By Sheila J. Adams
President
Urban League of Greater Cincinnati
Guest Columnist)
Timothy Thomas, 19 years old, did not deserve to die.
He did not deserve to be shot and killed by an officer of the Cincinnati police department who was seeking to arrest him for 14 outstanding warrants—12 of which stemmed from minor traffic violations, and two of which were for running from the police to escape arrest for those violations.
Timothy Thomas had been stopped by nine different Cincinnati police officers eleven times since March 2000 and was handed tickets for minor traffic offenses such as driving without a license. The citations don't say what first caused the police officers to stop him.
Stephen Roach, the police officer who shot Timothy Thomas as he ran earlier this month, said that he shot Timothy Thomas because the youth appeared to be reaching for a gun in his waistband.
No gun was found on or around Timothy Thomas's body—and many in the black community find it impossible to believe the officer's story.
They find it impossible to believe because Timothy Thomas had no history of violent behavior and, except for one instance of receiving stolen property as a juvenile, no history of criminal behavior.
They find it impossible to believe because black Cincinnatians believe there's been a long history of police racial profiling of black citizens here, and that years of concerted efforts to make the police accountable for their actions and more respectful of the rights of black citizens—those suspected of wrongdoing as well as the law-abiding—have brought very little improvement.
They find it impossible to believe because Timothy Thomas is the fifteenth black male to be killed by Cincinnati police officers—and the fourth since last November. Some of the officers involved in these incidents are African-American also.
Yes, the police actions appear to have been justified in eight of those incidents, when lives did appear to be in danger.
But in several other cases, including Timothy Thomas' death, the police conduct has left black Cincinnatians feeling that too many police officers consider the lives of black males expendable. And that justice has been ill served.
These, and longstanding complaints of widespread police targeting blacks for stops because of their skin color, are some of the reasons behind the lawsuit a coalition of black civic organizations and the American Civil Liberties Union filed in March charging the police department with a variety of discriminatory practices. The department is also being investigated by the Justice Department.
That something's seriously wrong with the attitude and behavior of some police officers toward Cincinnati's black citizens was shockingly evident April 14, the day of Timothy Thomas's funeral. That day, a block from the church where the funeral was held, six city police officers and one Ohio state trooper without provocation fired "riot-control" beanbags into a crowd of completely peaceful demonstrators, then jumped in their cars and sped away.
Only quick-thinking action by community leaders and Police Chief Tom Streicher, who walked among the demonstrators at the scene, averted a likely explosion.
An investigation of Timothy Thomas's death is underway, of course.
But the question looms: Will justice be done?
No one can condone the aimless violence and the destruction of property that has rocked Cincinnati. But it is crucial to remember what Black Cincinnati has been living with.
Martin Luther King, Jr. once characterized the riots in black communities during the late 1960s as the cry of the unheard.

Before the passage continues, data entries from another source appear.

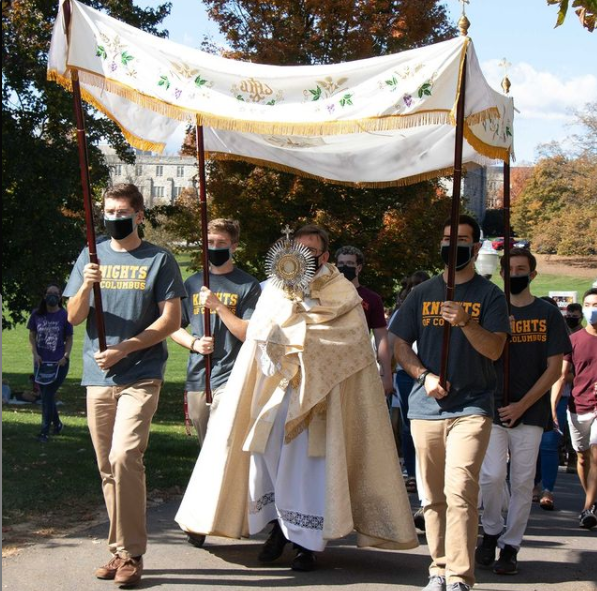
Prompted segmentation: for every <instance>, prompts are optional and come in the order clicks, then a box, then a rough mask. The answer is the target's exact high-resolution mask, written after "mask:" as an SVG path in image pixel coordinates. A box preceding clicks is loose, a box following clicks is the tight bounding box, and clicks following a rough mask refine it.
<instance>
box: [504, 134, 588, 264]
mask: <svg viewBox="0 0 597 591" xmlns="http://www.w3.org/2000/svg"><path fill="white" fill-rule="evenodd" d="M591 133H592V131H591V128H590V127H588V134H589V135H590V134H591ZM553 148H554V147H553V146H552V150H551V155H549V154H546V155H545V156H544V157H543V158H542V159H541V160H539V162H537V165H536V166H535V168H534V171H533V175H532V176H531V178H530V179H529V181H528V182H527V184H526V185H525V187H524V189H523V191H522V194H521V196H520V198H519V199H517V200H516V201H515V202H514V204H513V206H512V223H513V225H514V228H515V230H516V231H517V232H518V234H519V235H521V236H527V237H529V238H530V239H531V240H532V243H533V246H534V248H535V249H536V250H537V251H538V252H546V253H555V254H559V255H579V256H592V255H595V254H597V239H596V238H595V236H597V195H596V193H595V179H597V153H594V152H591V151H590V150H584V151H583V152H582V153H581V154H580V155H567V154H565V153H564V152H563V151H562V150H561V148H560V149H557V150H554V149H553Z"/></svg>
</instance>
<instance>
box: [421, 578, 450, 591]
mask: <svg viewBox="0 0 597 591" xmlns="http://www.w3.org/2000/svg"><path fill="white" fill-rule="evenodd" d="M422 591H446V578H445V577H442V576H441V575H431V576H430V577H429V583H427V586H426V587H425V588H424V589H423V590H422Z"/></svg>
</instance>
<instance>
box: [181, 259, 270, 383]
mask: <svg viewBox="0 0 597 591" xmlns="http://www.w3.org/2000/svg"><path fill="white" fill-rule="evenodd" d="M202 287H203V273H202V272H201V271H200V272H199V273H196V274H195V275H192V276H191V277H189V278H188V279H187V280H186V281H185V288H186V290H187V294H188V297H187V299H186V300H183V303H182V326H183V328H186V327H187V326H188V325H189V324H190V325H191V332H192V333H193V336H196V337H202V336H203V332H204V331H203V322H204V320H203V306H201V305H199V292H200V291H201V288H202ZM209 289H210V290H211V291H212V292H213V293H215V294H216V295H217V296H218V298H219V299H220V301H221V302H222V303H223V304H224V305H225V306H226V307H227V308H228V309H229V310H230V311H231V312H232V313H233V314H234V315H235V316H238V317H239V318H242V319H243V320H249V318H251V316H252V315H253V311H254V310H255V305H256V304H257V300H258V299H259V296H260V295H261V287H260V285H259V282H258V281H257V279H255V277H253V276H252V275H249V274H248V273H245V272H244V271H241V270H240V269H238V268H236V267H235V268H234V269H233V270H232V271H231V272H230V273H225V274H224V275H216V274H214V273H210V274H209ZM210 319H211V334H212V336H213V338H214V351H213V353H212V355H211V374H210V386H211V388H214V389H215V388H218V387H219V386H222V385H224V384H225V383H226V382H227V381H228V378H229V376H230V374H231V373H232V367H233V366H234V362H235V360H236V357H237V355H238V352H239V350H240V347H241V345H242V342H241V341H239V340H238V339H237V338H236V337H235V336H234V335H233V334H232V333H231V332H230V331H229V330H228V328H227V327H226V325H225V324H224V323H223V322H222V320H221V318H220V317H219V316H218V314H217V313H216V311H215V310H211V313H210ZM186 389H187V390H188V391H190V392H203V391H204V390H205V356H204V355H201V354H198V353H192V352H191V354H190V355H189V362H188V365H187V383H186Z"/></svg>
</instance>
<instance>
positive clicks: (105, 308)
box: [64, 184, 185, 586]
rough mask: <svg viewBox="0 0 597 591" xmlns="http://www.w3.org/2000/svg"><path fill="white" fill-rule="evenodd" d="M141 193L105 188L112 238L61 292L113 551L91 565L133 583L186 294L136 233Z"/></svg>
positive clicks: (140, 199)
mask: <svg viewBox="0 0 597 591" xmlns="http://www.w3.org/2000/svg"><path fill="white" fill-rule="evenodd" d="M142 221H143V196H142V195H141V193H140V192H139V190H138V189H137V187H136V186H135V185H131V184H120V185H115V186H114V187H111V188H109V189H108V190H107V191H106V193H105V194H104V223H105V226H106V230H107V231H108V234H109V235H110V237H111V239H110V240H106V241H104V242H100V243H99V244H98V245H97V253H98V259H99V264H94V263H90V262H89V252H88V250H87V249H85V250H83V252H82V253H81V255H80V256H79V258H78V260H77V262H76V263H75V267H74V269H73V271H72V274H71V276H70V279H69V282H68V285H67V286H66V289H65V290H64V296H66V297H69V298H70V299H69V302H68V319H69V321H70V322H71V323H72V324H73V325H77V324H81V323H82V322H83V321H86V322H87V325H86V334H85V343H84V346H83V382H82V383H83V385H84V386H87V419H88V423H89V431H90V433H91V440H92V442H93V447H94V449H95V453H96V456H97V464H98V468H99V471H100V475H101V477H102V488H103V493H104V500H105V502H106V508H107V510H108V517H109V519H110V532H109V536H108V546H109V550H110V552H111V553H112V559H111V560H110V561H109V562H108V563H107V564H106V565H104V566H102V567H100V568H98V569H97V570H96V573H95V574H96V576H97V577H98V578H100V579H110V580H114V582H115V583H117V584H119V585H126V586H132V585H136V584H137V583H139V581H140V580H141V574H142V571H143V554H145V551H146V548H147V530H146V520H145V506H146V494H145V468H144V466H143V455H144V452H145V449H146V448H147V444H148V441H149V429H150V426H151V419H152V418H153V415H154V413H155V411H156V409H157V406H158V399H159V395H160V388H161V385H162V381H163V379H164V370H165V367H166V359H167V357H168V351H167V349H166V343H165V339H166V337H167V336H168V335H169V334H171V333H172V332H174V331H175V330H176V329H177V328H178V327H180V317H181V307H180V300H181V298H183V297H184V296H185V290H184V286H183V283H182V277H181V275H180V270H179V268H178V265H177V264H176V261H175V260H174V257H173V256H172V255H171V254H170V253H169V252H168V251H166V250H164V249H162V248H159V247H157V246H155V245H153V244H151V243H149V242H145V241H144V240H142V239H141V238H140V237H139V232H138V225H139V224H140V223H141V222H142ZM94 283H99V284H100V287H101V293H102V307H103V310H104V320H105V329H106V343H107V345H108V346H107V348H106V350H105V351H99V344H98V328H97V324H96V314H95V310H94V307H95V302H94V300H93V294H92V289H93V285H94Z"/></svg>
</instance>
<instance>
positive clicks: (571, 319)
mask: <svg viewBox="0 0 597 591" xmlns="http://www.w3.org/2000/svg"><path fill="white" fill-rule="evenodd" d="M564 320H566V324H567V325H568V326H569V327H570V328H576V327H577V326H578V325H579V324H580V321H581V320H582V318H575V317H574V316H566V318H565V319H564Z"/></svg>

Black Cincinnati—struggling with an unofficial unemployment among its young of 40 percent; feeling left out of the economic boom of downtown and riverfront development—has felt "unheard" on this and other issues for a long time.
This is not to say that progress has not been achieved here in recent decades, and that individuals and groups across the racial and ethnic spectrum of the city are not committed to working together for change.
Mayor Charlie Luken's appointment of a diverse commission of civic and business leaders to produce a blueprint for reducing persisting discrimination and opening avenues of economic opportunity to all of Cincinnati's black citizens is a necessary, welcome first step.
Here are some goals for the commission to consider: Implement zero-tolerance policies within the police department for misconduct of any form—and enforce them firmly. Expand economic opportunities for individuals and businesses both within the minority community and in the larger community. Improve the quality of the public schools; and reduce the residential segregation that so sharply separates blacks from whites.
Finally, our media must find legitimate ways to not only present a more balanced picture of black Cincinnatians, but also more of the positive interactions between black and white citizens of Cincinnati that occur every day.
Mayor Luken's pledge that "Unlike some past commissions, [the new group] will be empowered to oversee implementation of their plans" should be the signal that that's where the opportunity now lies—both for Cincinnati's black citizens and the community as a whole.